マイクスタンドの前でギターを弾きながら歌う仙道の額から出る汗は、とても輝いて見えた。
これだけの実力ならば、きっと東京でライブをやっても通用していけるだろうなと僕は思った。
「おや、岩崎君。めずらしく、君の顔から焦りや嫉妬が見えないようだぞう?」
「失礼ですね……金本先輩。そんなことはないですよ。こんなすごい演奏を聴かされたら、そういう感情の一つは起きますよ」
「ほうー! そのわりには、冷静に聴いているではないか」
茶化すようにそう話しかけてくる金本に、僕は静かに答えた。たしかに、以前のようなバンドに対する複雑な感情をそこまで考えていなかった。
ただ、自分のバンドを信じることができればいいのだ。
「ふふふ。だが、どんなにすごかろうとも君たちがやるアノ曲が完成されれば、同格かそれを超えられるものとなろう」
「やけに自信がありそうですね?」
「うむ! 君のメインボーカルをひっさげた新曲を、この後に炸裂させたまえ」
「とは言っても……まだボーカルの練習方法を見て歌った、付け焼刃のようなものですけど」
妙に自信たっぷりに話す金本に、僕は小さく口にする。短時間で習得した技術だけでは、仙道たちのライブに敵うとはどうしても思えなかった。

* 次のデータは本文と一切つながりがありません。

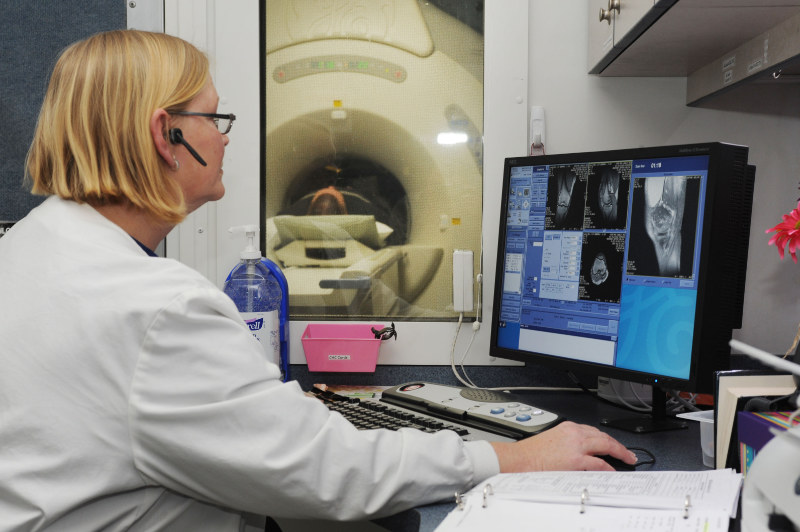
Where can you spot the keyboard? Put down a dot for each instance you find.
(474, 414)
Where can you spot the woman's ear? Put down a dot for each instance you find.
(159, 124)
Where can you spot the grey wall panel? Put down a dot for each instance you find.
(31, 36)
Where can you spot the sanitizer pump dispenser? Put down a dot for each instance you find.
(259, 289)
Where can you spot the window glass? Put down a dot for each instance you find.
(373, 143)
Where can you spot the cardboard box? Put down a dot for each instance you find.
(755, 430)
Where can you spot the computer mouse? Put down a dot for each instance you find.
(616, 463)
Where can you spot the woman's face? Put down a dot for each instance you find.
(200, 183)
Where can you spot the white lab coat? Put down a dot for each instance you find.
(133, 397)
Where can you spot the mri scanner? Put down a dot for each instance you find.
(382, 100)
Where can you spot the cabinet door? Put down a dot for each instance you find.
(630, 12)
(601, 33)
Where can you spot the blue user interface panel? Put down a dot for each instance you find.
(601, 262)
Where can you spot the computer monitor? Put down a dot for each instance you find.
(628, 264)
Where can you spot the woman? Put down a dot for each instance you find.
(132, 396)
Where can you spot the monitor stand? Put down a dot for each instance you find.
(655, 422)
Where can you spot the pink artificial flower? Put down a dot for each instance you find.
(787, 233)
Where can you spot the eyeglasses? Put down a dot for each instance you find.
(223, 122)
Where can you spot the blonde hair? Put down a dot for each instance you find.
(93, 142)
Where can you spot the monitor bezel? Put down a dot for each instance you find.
(719, 300)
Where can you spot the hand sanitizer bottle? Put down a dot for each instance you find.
(258, 295)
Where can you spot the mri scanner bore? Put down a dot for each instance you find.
(374, 120)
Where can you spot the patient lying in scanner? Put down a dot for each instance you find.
(340, 263)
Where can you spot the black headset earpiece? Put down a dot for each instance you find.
(176, 137)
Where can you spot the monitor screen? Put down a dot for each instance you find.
(628, 264)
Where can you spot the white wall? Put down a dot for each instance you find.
(586, 113)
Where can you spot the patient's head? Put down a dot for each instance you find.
(327, 201)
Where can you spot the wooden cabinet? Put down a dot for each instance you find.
(615, 24)
(716, 44)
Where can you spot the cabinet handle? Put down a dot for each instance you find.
(605, 14)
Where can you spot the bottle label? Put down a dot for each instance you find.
(265, 327)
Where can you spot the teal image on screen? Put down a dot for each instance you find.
(657, 330)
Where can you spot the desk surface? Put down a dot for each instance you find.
(674, 450)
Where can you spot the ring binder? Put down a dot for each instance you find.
(487, 488)
(585, 501)
(564, 500)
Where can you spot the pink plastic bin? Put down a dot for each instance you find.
(341, 347)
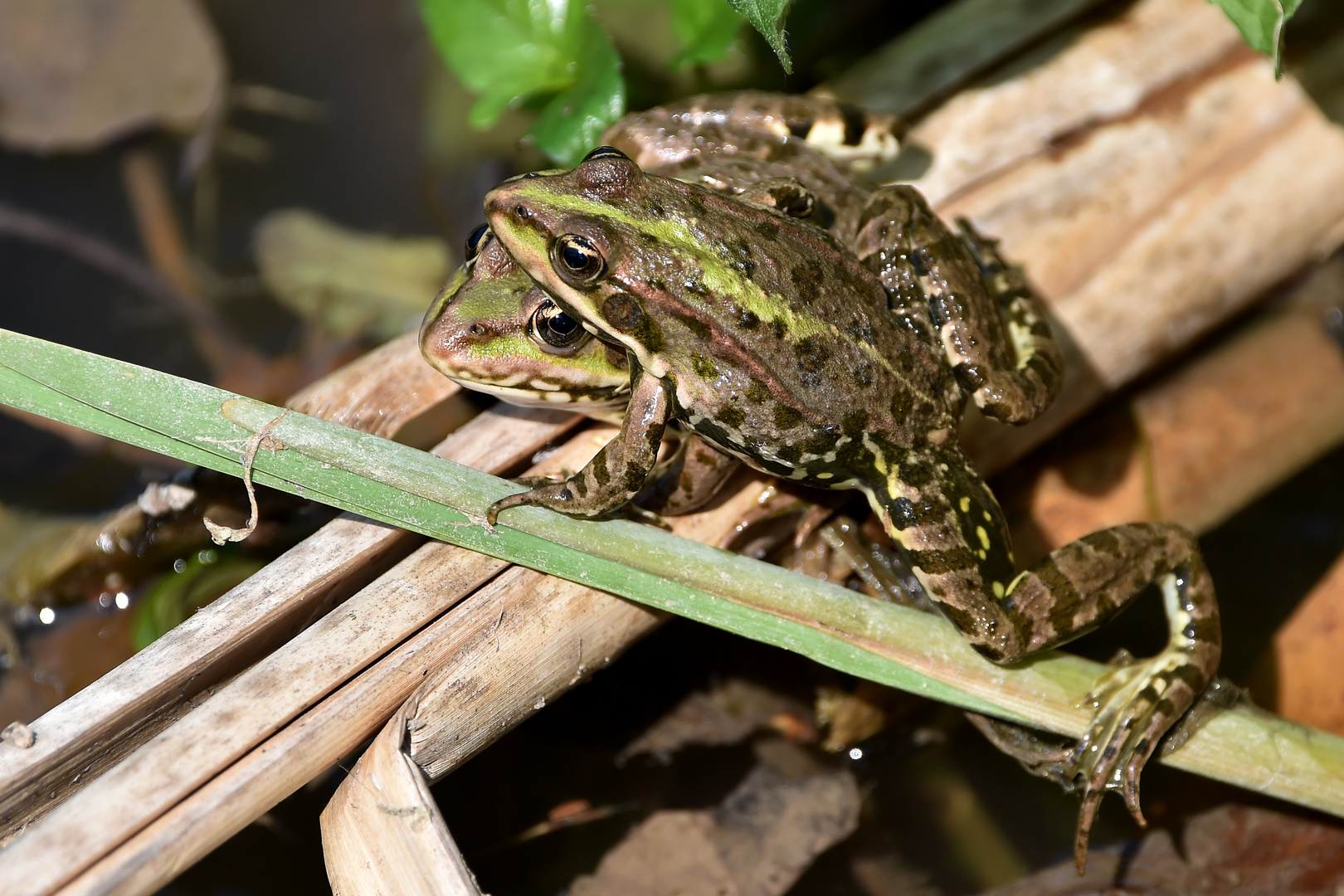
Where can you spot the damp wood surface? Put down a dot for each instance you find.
(1152, 179)
(1069, 195)
(75, 738)
(1202, 442)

二曲、三曲と仙道たちが演奏を続けていき、もうすぐ僕らの出番がやってきそうだ。
仙道らのバンドはクライマックス。最後の曲が、始まる。
「よーし! これが俺たちの新曲だぜー! ビビるなよー、いくぜ!」
――ジャカジャカ! ジャガガガーン!
ギターの音から始まり、他の楽器も追うように鳴り出す。これまで聴いたことがないリフに僕は度肝を抜く。
一つ一つの音が、僕の心臓に刻まれていく。
そして、仙道はギターを奏でながらマイクに向かってボーカルをのせる。
メロディラインはロックであるものの、歌詞が耳に残るような印象だ。しかも、それをきちんと感情を込め、思いを伝えようとするフィーリングがこちらにはっきりと届いてきた。
これこそが、僕がやるべきボーカルだと心が言っている。
仙道たちが弾く曲に、僕らはいつのまにか引き込まれていった。
「すげえ……すげえ曲だ」
他にどう言っていいかわからない僕は、ただすごいとしか口にできない。それくらい、この曲に僕はおろどくばかりだ。
「前言撤回ですよ、金本先輩」
「ん? なにがだい?」
「僕の顔を見てくださいよ……どんな顔をしてます?」
曲を聴きながら僕は金本に顔を見るように頼むと、金本はじっとりと僕を見る。
「ものすごい、くやしそうな顔をしているのう。こりゃあ、嫉妬の鬼だな」
「ええ。やっぱり、仙道たちには負けていられないですね」
僕が口からそう妬ましい声で話していると、金本はにやりと笑って答えた。
「その根性で、こちらの新曲でやつらを同じ顔にしてやるがいい」
「はい!」
ギャルゲーソングを弾く僕だが、そのまえにバンドマンである。すごいバンドの弾く曲を聴いて、黙ってはいられない。僕のバンドマンとしての闘志が再点火する。
曲のエンドロールをむかえ、仙道たちのライブパフォーマンスが終了する。次は、いよいよ僕らの番だ。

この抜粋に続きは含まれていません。